Balkan göçmeni bir ailenin fakir bir çocuğudur Ali. Sevdiği kızı (Münire) alamayınca kaçırmış. Onlar önde, kızın abileri arkada bir kovalamacadır başlamış.
Bu kaç-göç arasında doğan (sonradan bu hikâyenin müellifi olacak) çocukları okul çağına dayanınca, bir düzen kurmanın zamanıdır deyip gözlerine kestirdikleri bir istasyonda trenden iniyorlar. Bir başka deyişle Doğançay, özel yada bilinçli bir tercih değil. Öyle ki tek bir tanıdıkları bile yok!..
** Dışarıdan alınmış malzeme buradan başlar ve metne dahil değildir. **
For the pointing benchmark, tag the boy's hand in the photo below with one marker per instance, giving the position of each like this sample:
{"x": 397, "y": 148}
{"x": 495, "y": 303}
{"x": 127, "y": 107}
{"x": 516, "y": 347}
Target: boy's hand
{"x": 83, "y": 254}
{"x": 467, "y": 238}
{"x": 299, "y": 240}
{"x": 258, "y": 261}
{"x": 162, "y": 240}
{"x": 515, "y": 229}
Hanımı ve çocuğuyla trenden inerken verdikleri bu resim hafızama öyle yer etmiş ki, bir süre önce gitmiş bulunduğum Doğançay'da istasyon tabelasını görür görmez hatırladım; burası Bulgaryalı Ali’nin ‘uzun hikâyesi’nin başladığı yerdi.
Öyle cana yakın ve itimad telkin eden bir hali vardır ki Ali'nin, Doğançay'daki ilk gecelerini, trenden iner-inmez ahbaplık kurduğu istasyon şefinin evinde misafir olarak geçirirler. Ertesi gün, yine onun tavassutuyla hem kalacak bir yer (eski bir tren vagonu) hem de iş bulur: bir okulda müsdahdemlik!..
En büyük zevki olan yazı macerası, Münire'nin sihirli elleriyle ev haline gelen o eski tren vagonunun en ışıklı köşesinde devam ederken, ikinci kez baba olacağı müjdesini almaktadır. Kısaca herşey, uzun süredir olmadığı kadar yolundadır.
Ne var ki Ali, haksızlığa gelemeyen bir tiptir. Ne hak yer, ne de yedirtir. Gün gelir bu dik başlılığı, müdürle arasındaki köprülerin atılmasına yol açar. Aynı gün sancısı tutan karısını hastaneye yetiştiremez, yolda kaybederler. Sonrası, hiç bitmeyen bir matemdir Ali için. Doğançay’dan ayrılırlar.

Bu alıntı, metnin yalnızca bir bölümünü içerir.